Już trzy lata temu, kiedy powstała strategia energetyczna Ukrainy do 2030 roku, stwierdzono w niej, że problemem jest nadzwyczaj wysoka energochłonność PKB, która liczona według parytetu siły nabywczej, stanowi 0,89 kg p.u. na 1 USD, a więc jest - i tu uwaga! - 3,6 razy wyższa od średniej światowej. Słabością są też przestarzałe maszyny i urządzenia oraz energochłonne technologie. A zatem - nadmierna konsumpcja energii w stosunku do istniejących możliwości produkcyjnych. Z danych Ministerstwa Paliw i Energetyki Ukrainy wynika, że głównymi konsumentami energii są: przemysł ciężki, w tym sektor hutniczy i metalurgiczny, maszynowy i chemiczny, a nie użytkownicy indywidualni.

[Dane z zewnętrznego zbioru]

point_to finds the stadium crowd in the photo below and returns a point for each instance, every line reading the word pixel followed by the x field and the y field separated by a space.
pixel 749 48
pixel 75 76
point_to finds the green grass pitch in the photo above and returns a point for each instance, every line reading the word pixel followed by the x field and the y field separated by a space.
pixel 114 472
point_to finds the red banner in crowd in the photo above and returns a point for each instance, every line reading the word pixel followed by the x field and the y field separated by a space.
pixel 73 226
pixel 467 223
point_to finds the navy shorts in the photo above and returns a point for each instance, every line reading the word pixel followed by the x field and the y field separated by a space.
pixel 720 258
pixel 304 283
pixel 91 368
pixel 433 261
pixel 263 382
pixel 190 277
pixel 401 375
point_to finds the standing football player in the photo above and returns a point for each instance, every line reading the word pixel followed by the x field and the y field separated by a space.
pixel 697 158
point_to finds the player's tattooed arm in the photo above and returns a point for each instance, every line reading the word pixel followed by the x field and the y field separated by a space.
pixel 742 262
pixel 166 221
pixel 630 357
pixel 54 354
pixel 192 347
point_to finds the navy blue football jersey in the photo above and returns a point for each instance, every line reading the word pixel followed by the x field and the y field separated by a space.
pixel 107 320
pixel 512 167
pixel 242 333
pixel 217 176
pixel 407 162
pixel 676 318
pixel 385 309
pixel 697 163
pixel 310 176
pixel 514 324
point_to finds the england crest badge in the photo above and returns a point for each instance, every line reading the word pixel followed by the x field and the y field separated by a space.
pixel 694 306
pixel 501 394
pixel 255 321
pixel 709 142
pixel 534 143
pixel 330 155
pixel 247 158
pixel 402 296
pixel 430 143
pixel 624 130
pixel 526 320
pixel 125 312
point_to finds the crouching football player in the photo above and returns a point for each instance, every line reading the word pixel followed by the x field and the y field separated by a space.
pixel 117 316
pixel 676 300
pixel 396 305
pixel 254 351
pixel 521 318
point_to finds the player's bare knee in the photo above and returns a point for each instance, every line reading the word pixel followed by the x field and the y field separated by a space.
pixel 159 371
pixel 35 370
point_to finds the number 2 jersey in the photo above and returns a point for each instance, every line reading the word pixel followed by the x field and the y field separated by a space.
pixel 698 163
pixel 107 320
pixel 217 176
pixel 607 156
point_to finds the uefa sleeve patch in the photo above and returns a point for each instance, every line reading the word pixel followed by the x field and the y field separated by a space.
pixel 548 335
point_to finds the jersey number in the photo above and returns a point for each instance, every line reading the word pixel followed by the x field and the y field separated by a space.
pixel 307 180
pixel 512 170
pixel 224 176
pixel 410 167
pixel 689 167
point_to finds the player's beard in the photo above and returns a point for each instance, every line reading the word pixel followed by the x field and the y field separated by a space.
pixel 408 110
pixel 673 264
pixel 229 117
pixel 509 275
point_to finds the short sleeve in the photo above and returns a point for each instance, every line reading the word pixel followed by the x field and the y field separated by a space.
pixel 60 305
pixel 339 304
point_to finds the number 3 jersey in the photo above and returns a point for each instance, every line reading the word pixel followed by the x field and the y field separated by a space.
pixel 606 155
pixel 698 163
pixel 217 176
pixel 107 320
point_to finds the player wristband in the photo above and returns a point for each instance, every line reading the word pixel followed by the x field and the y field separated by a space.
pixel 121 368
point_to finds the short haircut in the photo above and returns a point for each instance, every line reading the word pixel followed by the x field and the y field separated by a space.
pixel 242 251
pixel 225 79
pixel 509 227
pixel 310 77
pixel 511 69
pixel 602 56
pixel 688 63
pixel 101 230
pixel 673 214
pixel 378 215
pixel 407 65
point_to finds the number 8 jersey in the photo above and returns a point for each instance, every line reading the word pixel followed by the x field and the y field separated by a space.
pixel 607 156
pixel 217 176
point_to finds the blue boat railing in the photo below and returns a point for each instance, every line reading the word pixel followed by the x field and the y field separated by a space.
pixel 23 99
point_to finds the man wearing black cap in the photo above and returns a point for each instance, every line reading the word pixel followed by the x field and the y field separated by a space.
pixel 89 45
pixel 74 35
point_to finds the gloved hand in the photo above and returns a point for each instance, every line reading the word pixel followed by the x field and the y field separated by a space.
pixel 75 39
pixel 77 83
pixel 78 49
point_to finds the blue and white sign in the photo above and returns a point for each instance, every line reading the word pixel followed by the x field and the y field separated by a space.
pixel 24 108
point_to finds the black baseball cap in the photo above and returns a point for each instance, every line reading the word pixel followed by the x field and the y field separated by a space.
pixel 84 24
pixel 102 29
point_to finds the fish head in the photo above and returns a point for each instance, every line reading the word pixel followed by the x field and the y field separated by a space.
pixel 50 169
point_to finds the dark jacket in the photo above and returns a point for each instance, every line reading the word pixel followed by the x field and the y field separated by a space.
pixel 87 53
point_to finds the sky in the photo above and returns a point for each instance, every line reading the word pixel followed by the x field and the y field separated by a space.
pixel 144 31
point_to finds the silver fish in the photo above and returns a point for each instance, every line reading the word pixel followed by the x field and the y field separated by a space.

Na sytuację sektora energetycznego Ukrainy znacząco wpływa światowy kryzys gospodarczy. Spadek produkcji w sektorach przemysłowych, w dużym stopniu zorientowanych na eksport, takich jak metalurgia i przemysł chemiczny, spowodował odczuwalne zmniejszenie zużycia energii, co z kolei - przełożyło się na ograniczenie produkcji w sektorze energetycznym. Ale to marna pociecha. Nadal jest on wysoko energochłonny.

Ukraina jest krajem dość zasobnym w bogactwa naturalne. Do nich zaliczyć trzeba złoża gazu ziemnego i ropy naftowej, tyle że są to złoża relatywnie niezbyt bogate, a ich eksploatacja nie zaspokaja potrzeb krajowych. Tylko w około 10%, jeśli chodzi o ropę naftową i w ok. 25% w wypadku gazu ziemnego. Ukraina skazana jest zatem na import - i to przede wszystkim z Rosji. Odczuła więc rosyjskie grymasy gazowe. Chwilowo ustały, ale czy na długo i czy się nie powtórzą - nie wiadomo. Na razie gaz płynie.